LE PASSAGER DU POLARLYS


Le passager du Polarlys

Le passager du Polarlys
Scénario : José-Louis Bocquet
Dessin : Christian Cailleaux
Éditeur : Dargaud
Collection Simenon, les romans durs
80 pages
Prix : 21,50
Parution : 19 mai 2023
ISBN 9782505112235

Ce qu’en dit l’éditeur

Février 1930. Dans un atelier d’artiste de Montparnasse, une jeune femme est retrouvée morte. Surdose de morphine. Elle s’appelait Marie Baron. Quelques jours plus tard, le cargo mixte Polarlys quitte le port de Hambourg pour l’extrême nord de la Norvège. Voyage de routine, destiné à approvisionner les ports qui jalonnent la côte. Quel rapport entre ces deux événements, distants de plusieurs milliers de kilomètres ? A priori, aucun.
Mais pour le capitaine Petersen, cette traversée ne sera pas comme les autres. Car il a de bonnes raisons de penser que le responsable de la mort de Marie se cache à bord de son navire.
Et quand un conseiller de police est assassiné dans sa cabine, l’ambiance se tend encore plus. Parmi les passagers du Polarlys, sur une mer battue par les vents et dans une atmosphère poisseuse où les faux-semblants règnent en maître, les coupables potentiels ne manquent pas…

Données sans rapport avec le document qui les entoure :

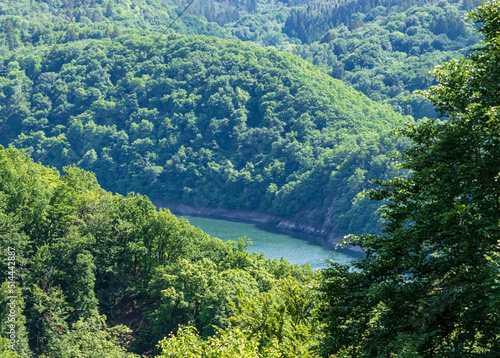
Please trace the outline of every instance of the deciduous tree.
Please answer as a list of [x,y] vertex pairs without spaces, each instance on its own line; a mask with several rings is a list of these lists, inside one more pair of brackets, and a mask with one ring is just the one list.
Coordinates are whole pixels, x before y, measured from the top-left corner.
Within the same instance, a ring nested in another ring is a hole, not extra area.
[[325,354],[500,354],[500,1],[469,15],[481,46],[434,69],[423,92],[444,121],[407,125],[407,178],[380,181],[385,235],[352,237],[366,258],[324,275]]

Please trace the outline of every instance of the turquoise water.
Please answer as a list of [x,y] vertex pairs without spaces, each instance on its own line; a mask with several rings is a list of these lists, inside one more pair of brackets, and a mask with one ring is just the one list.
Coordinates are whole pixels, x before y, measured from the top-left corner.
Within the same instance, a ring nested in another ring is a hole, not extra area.
[[313,269],[328,267],[325,260],[347,263],[362,257],[348,249],[332,249],[320,244],[321,238],[302,233],[283,233],[270,226],[222,219],[184,216],[193,226],[223,241],[237,241],[246,236],[252,241],[248,251],[263,253],[266,258],[281,259],[293,264],[308,262]]

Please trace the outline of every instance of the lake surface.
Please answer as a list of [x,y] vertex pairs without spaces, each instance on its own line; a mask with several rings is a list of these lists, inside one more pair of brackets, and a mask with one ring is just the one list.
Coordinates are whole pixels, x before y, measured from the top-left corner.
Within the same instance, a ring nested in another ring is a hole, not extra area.
[[266,258],[283,257],[293,264],[308,262],[313,269],[326,268],[326,259],[347,263],[364,255],[349,249],[332,249],[321,245],[323,238],[303,233],[284,233],[270,225],[229,221],[198,216],[183,216],[191,225],[200,227],[204,232],[223,241],[238,241],[246,236],[252,241],[249,252],[263,253]]

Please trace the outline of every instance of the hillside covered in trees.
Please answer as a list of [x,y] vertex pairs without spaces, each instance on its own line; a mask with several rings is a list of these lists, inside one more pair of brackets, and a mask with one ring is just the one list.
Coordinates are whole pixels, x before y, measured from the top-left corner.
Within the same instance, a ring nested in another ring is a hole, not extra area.
[[[4,3],[4,51],[122,33],[161,33],[191,3],[169,1]],[[173,25],[179,34],[238,38],[294,53],[401,114],[435,117],[407,96],[432,84],[428,71],[465,55],[480,36],[465,13],[480,0],[196,0]],[[0,4],[0,6],[2,6]],[[64,32],[77,10],[75,23]],[[3,38],[2,38],[3,37]]]
[[[200,1],[145,54],[183,4],[96,1],[68,31],[74,3],[1,4],[0,355],[499,356],[500,2],[470,15],[479,37],[458,20],[474,1]],[[286,35],[308,18],[321,37]],[[433,36],[459,52],[482,40],[420,92],[444,120],[415,122],[324,66],[229,38],[252,22],[316,59],[341,34],[374,52],[388,36],[386,53],[422,64]],[[357,195],[370,178],[373,202]],[[344,243],[366,257],[316,272],[267,260],[144,193],[359,232]]]
[[[71,42],[40,66],[9,57],[1,144],[108,190],[165,203],[266,212],[336,235],[376,230],[354,198],[394,174],[402,117],[293,55],[237,40],[170,35]],[[113,84],[116,86],[113,86]],[[10,106],[9,106],[10,105]]]
[[[277,339],[284,329],[292,339],[296,328],[300,349],[314,343],[309,266],[249,254],[243,239],[223,243],[144,196],[112,195],[92,173],[71,166],[60,175],[15,149],[0,148],[0,202],[2,272],[9,252],[16,263],[15,288],[0,288],[0,320],[17,296],[15,350],[23,358],[151,352],[179,324],[206,337],[233,316],[258,327],[281,315],[262,332],[262,347],[293,353],[299,348],[280,348]],[[287,301],[290,290],[302,301]],[[262,299],[267,311],[255,314]],[[9,330],[2,325],[2,337]]]
[[0,4],[0,143],[78,164],[122,194],[261,211],[337,237],[375,232],[376,205],[354,198],[395,174],[387,133],[402,119],[328,76],[436,116],[407,95],[478,41],[463,19],[478,2],[199,0],[171,32],[271,49],[170,35],[116,83],[187,4]]
[[415,118],[432,104],[408,96],[433,84],[429,69],[464,56],[480,36],[464,13],[480,1],[316,1],[283,29],[304,41],[293,53],[376,101]]

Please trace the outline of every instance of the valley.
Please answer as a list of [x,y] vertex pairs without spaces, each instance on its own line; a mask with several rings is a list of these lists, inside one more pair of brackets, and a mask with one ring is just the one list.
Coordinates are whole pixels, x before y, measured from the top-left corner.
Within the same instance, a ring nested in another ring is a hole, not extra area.
[[499,17],[0,0],[0,356],[498,356]]

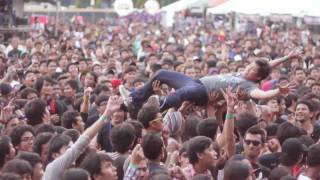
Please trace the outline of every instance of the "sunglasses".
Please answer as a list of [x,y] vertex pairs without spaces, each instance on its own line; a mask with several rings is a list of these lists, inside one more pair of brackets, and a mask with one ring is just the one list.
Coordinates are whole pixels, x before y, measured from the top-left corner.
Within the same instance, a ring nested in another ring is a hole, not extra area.
[[160,118],[156,118],[156,119],[154,119],[154,120],[152,120],[152,121],[150,121],[150,122],[162,123],[163,121],[162,121],[162,117],[160,117]]
[[244,143],[246,143],[246,145],[250,145],[252,143],[252,145],[254,146],[259,146],[261,144],[260,141],[252,141],[252,140],[244,140]]

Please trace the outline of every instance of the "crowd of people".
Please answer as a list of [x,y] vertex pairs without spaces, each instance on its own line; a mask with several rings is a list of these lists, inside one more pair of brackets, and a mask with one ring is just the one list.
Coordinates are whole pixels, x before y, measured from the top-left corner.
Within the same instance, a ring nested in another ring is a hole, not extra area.
[[0,42],[0,179],[320,179],[317,36],[175,21],[50,17]]

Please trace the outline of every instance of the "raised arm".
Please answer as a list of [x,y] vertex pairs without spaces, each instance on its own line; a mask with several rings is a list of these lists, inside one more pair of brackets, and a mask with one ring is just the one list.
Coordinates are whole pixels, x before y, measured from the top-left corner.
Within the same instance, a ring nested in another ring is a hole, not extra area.
[[288,55],[270,61],[269,65],[271,66],[271,68],[274,68],[274,67],[278,66],[279,64],[287,61],[288,59],[293,59],[293,58],[296,58],[296,57],[300,57],[301,54],[302,54],[302,49],[301,48],[296,48],[296,49],[292,50]]
[[261,89],[254,89],[250,92],[250,97],[254,99],[270,99],[280,94],[287,94],[295,91],[295,84],[289,83],[285,86],[279,86],[277,89],[262,91]]

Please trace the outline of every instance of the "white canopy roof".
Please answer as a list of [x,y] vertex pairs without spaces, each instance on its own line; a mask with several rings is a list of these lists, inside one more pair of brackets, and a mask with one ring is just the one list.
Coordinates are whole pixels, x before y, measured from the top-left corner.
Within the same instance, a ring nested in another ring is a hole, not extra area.
[[208,9],[209,13],[222,14],[238,12],[245,14],[270,15],[291,14],[294,16],[320,16],[319,0],[229,0],[217,7]]

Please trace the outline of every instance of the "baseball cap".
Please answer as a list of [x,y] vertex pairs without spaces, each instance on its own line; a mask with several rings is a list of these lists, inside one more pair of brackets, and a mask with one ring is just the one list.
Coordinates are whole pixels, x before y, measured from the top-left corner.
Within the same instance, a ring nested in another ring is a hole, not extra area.
[[0,96],[6,96],[10,94],[11,91],[12,91],[12,87],[10,86],[10,84],[6,84],[6,83],[0,84]]
[[192,60],[193,61],[201,61],[201,58],[199,56],[193,56]]

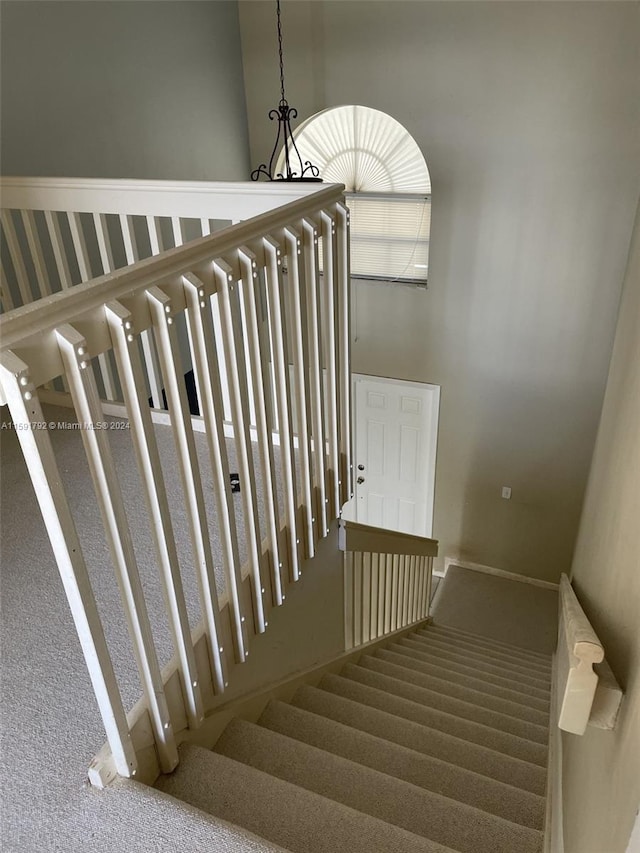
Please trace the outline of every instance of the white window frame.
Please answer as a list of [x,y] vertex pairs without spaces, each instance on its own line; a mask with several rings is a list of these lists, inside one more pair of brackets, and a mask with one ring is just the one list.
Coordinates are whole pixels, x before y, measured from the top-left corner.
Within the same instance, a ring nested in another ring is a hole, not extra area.
[[[311,116],[294,136],[303,161],[318,166],[325,180],[345,185],[346,201],[352,208],[352,277],[426,287],[431,180],[425,158],[409,131],[380,110],[346,105]],[[277,171],[283,171],[283,161],[284,152]],[[367,199],[372,209],[365,219],[358,216],[358,208],[365,210],[363,202]],[[389,203],[388,214],[380,205],[384,201]],[[416,208],[414,216],[410,205],[401,210],[403,202],[422,204],[422,208]],[[376,203],[377,210],[373,209]],[[398,207],[391,212],[393,205]],[[400,214],[406,233],[402,233]],[[375,250],[372,248],[371,256],[364,261],[361,246],[369,235]],[[406,258],[398,251],[403,243],[411,245]]]

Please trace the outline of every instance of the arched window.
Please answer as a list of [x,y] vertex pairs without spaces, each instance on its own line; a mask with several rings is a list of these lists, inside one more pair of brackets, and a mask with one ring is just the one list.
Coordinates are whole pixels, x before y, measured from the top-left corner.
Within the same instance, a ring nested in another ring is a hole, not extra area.
[[411,134],[380,110],[343,106],[307,119],[295,140],[323,180],[345,185],[352,275],[424,284],[431,181]]

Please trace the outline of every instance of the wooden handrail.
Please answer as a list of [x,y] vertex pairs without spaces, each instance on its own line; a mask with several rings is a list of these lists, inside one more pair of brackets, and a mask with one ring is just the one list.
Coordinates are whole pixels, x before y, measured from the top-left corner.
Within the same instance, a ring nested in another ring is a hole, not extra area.
[[613,729],[623,693],[565,574],[560,577],[557,658],[558,727],[578,735],[587,725]]
[[185,219],[249,219],[316,192],[317,184],[0,177],[5,209]]
[[355,521],[340,522],[340,549],[371,554],[399,554],[414,557],[436,557],[438,540],[413,533],[385,530]]
[[598,686],[594,663],[604,660],[604,649],[580,607],[569,578],[560,577],[558,626],[558,726],[584,734]]
[[568,649],[580,660],[600,663],[604,649],[565,574],[560,577],[560,596]]

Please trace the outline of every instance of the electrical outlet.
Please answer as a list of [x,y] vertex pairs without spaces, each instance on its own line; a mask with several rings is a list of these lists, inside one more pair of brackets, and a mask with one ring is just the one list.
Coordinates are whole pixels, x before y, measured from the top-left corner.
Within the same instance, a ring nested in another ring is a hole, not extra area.
[[506,501],[511,500],[511,486],[503,486],[502,487],[502,497]]

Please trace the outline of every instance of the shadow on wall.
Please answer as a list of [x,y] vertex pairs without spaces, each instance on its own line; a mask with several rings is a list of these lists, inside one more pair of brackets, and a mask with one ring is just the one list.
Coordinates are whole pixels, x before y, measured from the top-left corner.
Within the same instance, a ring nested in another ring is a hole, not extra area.
[[578,419],[561,388],[523,391],[495,376],[481,384],[459,556],[557,583],[571,566],[597,413]]
[[[456,181],[443,198],[436,181],[426,290],[395,281],[353,280],[353,372],[444,385],[446,377],[469,363],[468,330],[481,298],[475,270],[483,199],[484,184],[477,181],[468,197]],[[463,253],[456,250],[461,239]]]

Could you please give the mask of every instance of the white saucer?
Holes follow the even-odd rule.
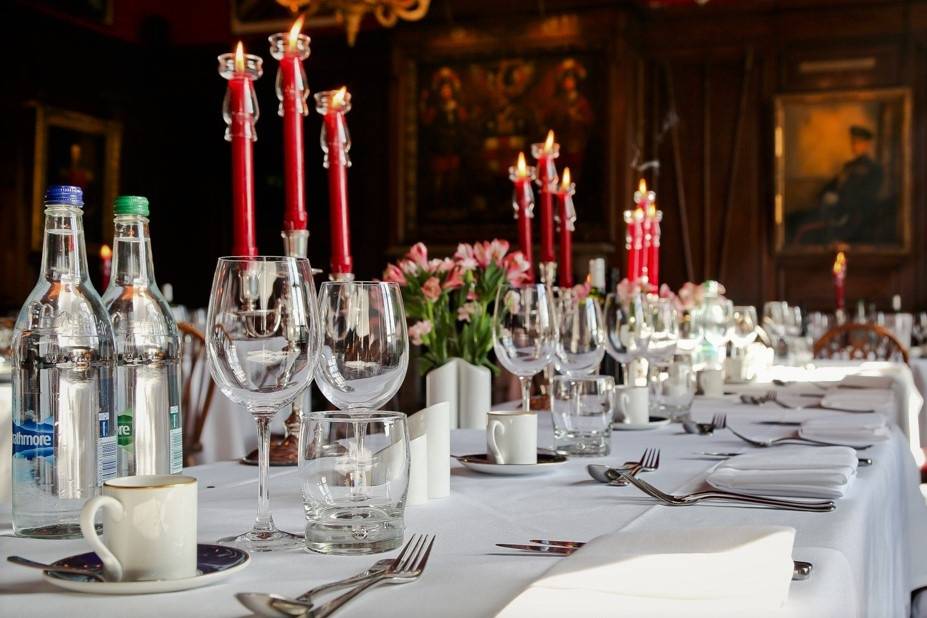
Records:
[[[459,461],[464,467],[480,472],[482,474],[494,474],[496,476],[527,476],[529,474],[543,474],[562,466],[567,462],[564,455],[554,453],[553,451],[538,451],[538,462],[536,464],[497,464],[489,461],[485,453],[477,455],[454,455],[454,459]]]
[[[612,431],[644,431],[669,425],[670,420],[663,416],[651,416],[649,423],[612,423]]]
[[[184,579],[165,579],[145,582],[101,582],[84,575],[64,573],[43,573],[50,584],[88,594],[154,594],[158,592],[178,592],[214,584],[238,573],[251,563],[248,552],[226,545],[196,546],[196,570],[193,577]],[[54,563],[59,565],[79,566],[102,570],[103,565],[94,553],[69,556]]]

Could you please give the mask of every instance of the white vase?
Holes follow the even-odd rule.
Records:
[[[486,429],[492,406],[492,372],[452,358],[425,376],[425,400],[429,406],[448,402],[452,428]]]

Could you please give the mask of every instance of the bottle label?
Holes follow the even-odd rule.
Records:
[[[116,436],[97,441],[97,483],[116,478]]]
[[[54,419],[47,417],[40,423],[26,420],[21,425],[13,422],[13,457],[32,460],[54,456]]]
[[[116,417],[116,437],[121,448],[132,446],[132,419],[134,415],[132,408],[129,408]]]
[[[183,425],[180,406],[171,406],[171,474],[183,471]]]

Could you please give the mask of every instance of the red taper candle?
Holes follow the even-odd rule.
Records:
[[[234,54],[219,56],[219,75],[229,80],[222,103],[225,139],[232,143],[232,253],[258,254],[254,233],[254,150],[258,102],[254,80],[263,70],[258,56],[246,54],[241,42]]]
[[[328,168],[328,208],[331,219],[332,258],[331,274],[348,275],[353,272],[351,237],[348,218],[348,176],[351,165],[348,152],[351,138],[344,115],[351,111],[351,93],[346,88],[318,92],[315,95],[316,111],[322,114],[322,151]]]
[[[109,278],[113,274],[113,250],[109,245],[100,247],[100,294],[109,287]]]
[[[573,287],[573,230],[576,229],[576,210],[573,194],[576,185],[570,181],[570,168],[564,168],[560,190],[557,191],[557,224],[560,229],[560,287]]]
[[[640,254],[643,246],[643,228],[641,222],[644,218],[640,208],[624,211],[624,222],[627,226],[625,236],[625,250],[627,251],[627,273],[625,278],[634,282],[641,276]]]
[[[526,276],[528,283],[534,281],[534,258],[532,257],[531,220],[534,218],[534,191],[531,183],[537,178],[534,167],[525,164],[525,153],[518,153],[518,162],[509,168],[509,180],[515,185],[512,208],[518,221],[518,248],[528,262]]]
[[[288,33],[278,32],[268,39],[271,56],[280,61],[276,86],[277,113],[283,118],[284,231],[305,230],[309,223],[303,164],[303,117],[309,114],[309,87],[303,61],[309,57],[310,40],[300,34],[302,27],[300,17]]]
[[[541,262],[553,262],[554,257],[554,200],[557,190],[557,166],[554,159],[560,156],[560,144],[554,141],[554,132],[547,132],[543,144],[531,144],[531,156],[537,159],[537,183],[541,203]]]
[[[650,217],[650,257],[647,259],[648,279],[651,285],[660,288],[660,222],[663,221],[663,212],[651,204],[648,211]]]

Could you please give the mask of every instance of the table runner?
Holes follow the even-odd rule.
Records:
[[[694,414],[707,418],[726,411],[751,433],[789,431],[755,425],[772,409],[717,401],[696,402]],[[539,415],[542,446],[552,444],[550,418]],[[484,435],[457,430],[452,452],[484,450]],[[927,585],[927,507],[907,442],[895,429],[890,441],[867,451],[875,465],[863,469],[847,498],[833,513],[696,506],[656,506],[633,488],[591,481],[587,463],[620,463],[637,458],[645,447],[663,450],[661,469],[648,479],[665,490],[699,486],[715,462],[694,453],[747,447],[729,432],[711,437],[682,434],[679,425],[657,431],[615,432],[609,457],[575,458],[556,472],[537,477],[492,477],[453,464],[451,496],[407,510],[409,532],[438,534],[426,576],[420,582],[390,586],[362,597],[342,615],[489,616],[501,610],[551,565],[547,556],[509,554],[498,542],[530,538],[588,540],[617,529],[666,526],[770,523],[798,531],[795,558],[815,563],[814,576],[796,582],[781,616],[904,615],[909,591]],[[241,532],[254,516],[256,470],[225,462],[187,470],[200,479],[199,538],[202,542]],[[299,479],[294,469],[272,469],[271,492],[277,523],[298,531],[302,525]],[[82,541],[33,541],[9,538],[10,515],[0,512],[4,555],[53,560],[86,551]],[[0,571],[0,613],[19,616],[66,613],[69,616],[165,614],[242,616],[234,600],[241,591],[296,595],[313,585],[361,570],[376,558],[330,557],[308,553],[258,554],[245,572],[227,583],[176,594],[103,597],[62,593],[36,573],[11,566]],[[562,600],[569,606],[569,599]],[[616,608],[616,613],[618,613]]]

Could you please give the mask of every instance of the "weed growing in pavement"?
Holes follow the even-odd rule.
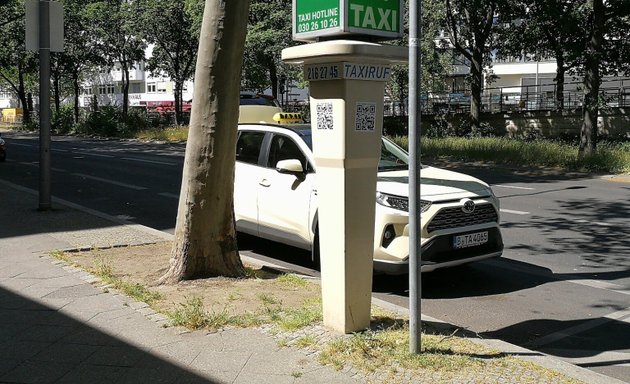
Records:
[[[295,346],[298,348],[308,348],[312,345],[315,345],[316,340],[315,337],[311,335],[302,336],[295,342]]]
[[[70,256],[68,256],[68,254],[64,251],[55,250],[55,251],[49,252],[48,254],[57,260],[61,260],[70,265],[75,265],[72,259],[70,258]]]

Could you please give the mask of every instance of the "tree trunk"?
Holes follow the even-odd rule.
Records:
[[[243,276],[234,161],[249,0],[206,0],[170,268],[162,282]]]
[[[556,52],[556,109],[561,111],[564,109],[564,54]]]
[[[590,156],[597,146],[597,119],[599,116],[599,86],[601,82],[599,65],[604,39],[605,9],[603,0],[593,0],[591,16],[591,36],[586,49],[584,70],[584,106],[582,131],[580,132],[579,156]]]
[[[74,123],[79,123],[79,93],[81,92],[79,88],[79,73],[72,73],[72,88],[74,90]]]
[[[127,124],[127,116],[129,116],[129,67],[122,65],[122,94],[123,94],[123,106],[122,106],[122,119],[123,123]]]
[[[278,98],[278,69],[273,59],[267,61],[267,69],[269,69],[269,80],[271,81],[271,94],[274,99]]]
[[[33,110],[33,103],[29,102],[29,98],[26,95],[26,86],[24,85],[24,73],[22,72],[22,68],[18,68],[18,98],[20,99],[20,103],[22,103],[23,115],[22,122],[28,124],[31,122],[31,111]]]
[[[55,93],[55,113],[59,116],[59,108],[61,108],[61,96],[59,95],[59,72],[53,73],[53,92]]]
[[[475,48],[470,65],[470,128],[479,129],[481,91],[483,89],[483,48]]]
[[[175,124],[182,125],[184,116],[182,114],[182,81],[175,80]]]

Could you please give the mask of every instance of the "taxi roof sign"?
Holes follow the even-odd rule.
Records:
[[[295,112],[278,112],[273,115],[273,120],[279,124],[301,124],[304,123],[302,114]]]

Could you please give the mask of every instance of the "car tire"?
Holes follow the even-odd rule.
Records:
[[[319,227],[315,228],[315,239],[313,241],[313,248],[311,250],[311,262],[313,263],[313,268],[321,271],[322,264],[319,253]]]

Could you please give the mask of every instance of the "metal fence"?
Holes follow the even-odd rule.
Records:
[[[520,87],[486,88],[481,96],[482,112],[552,111],[560,109],[557,84],[523,85]],[[567,82],[563,91],[562,109],[581,109],[584,103],[583,83]],[[470,91],[423,94],[420,99],[423,114],[468,113]],[[602,81],[600,87],[602,107],[630,107],[630,79]],[[385,103],[385,115],[401,115],[403,105]],[[405,106],[406,108],[406,106]]]

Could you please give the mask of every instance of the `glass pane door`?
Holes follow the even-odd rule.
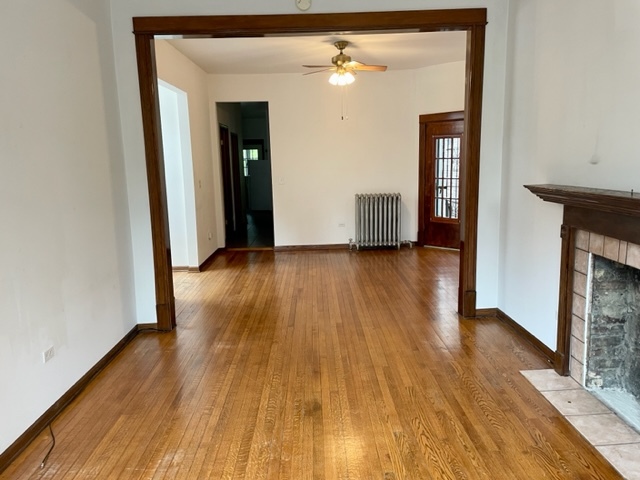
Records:
[[[433,217],[458,219],[460,188],[460,137],[435,138]]]

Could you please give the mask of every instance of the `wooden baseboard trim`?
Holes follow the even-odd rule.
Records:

Christian Cailleaux et José-Louis Bocquet s’emparent de l’un des premiers « romans durs » de Georges Simenon, cette facette littéraire où, sous le signe du roman noir, le créateur de Maigret met en scène sa propre comédie humaine.

1903, naissance de Georges Simenon. 2023, naissance de la collection « Les romans durs de Simenon » chez Dargaud dirigée par le tandem José-Louis Bocquet/Jean-Luc Fromental. Le passager du Polarlys, huis-clos à l’atmosphère lourde chargée de mystères à bord d’un cargo sillonnant les fjords norvégiens adapté par José-Louis Bocquet et interprété graphiquement par Christion Cailleaux ouvre le bal.

De l’autre côté de la frontière et au-delà

Ce projet de collection d’adaptation des romans durs est né de la rencontre de John Simenon, fils de Georges et d’un roman graphique De l’autre côté de la frontière qui met en scène un écrivain à la frontière mexicaine. Reconnaissant là la fictionnalisation d’un épisode de la vie de son père, séduit par la justesse du propos, désireux depuis longtemps de voir l’œuvre de son père adaptée en bd, il va contacter son scénariste Jean-Luc Fromental, qui lui contactera José-Louis Bocquet : La machine est lancée.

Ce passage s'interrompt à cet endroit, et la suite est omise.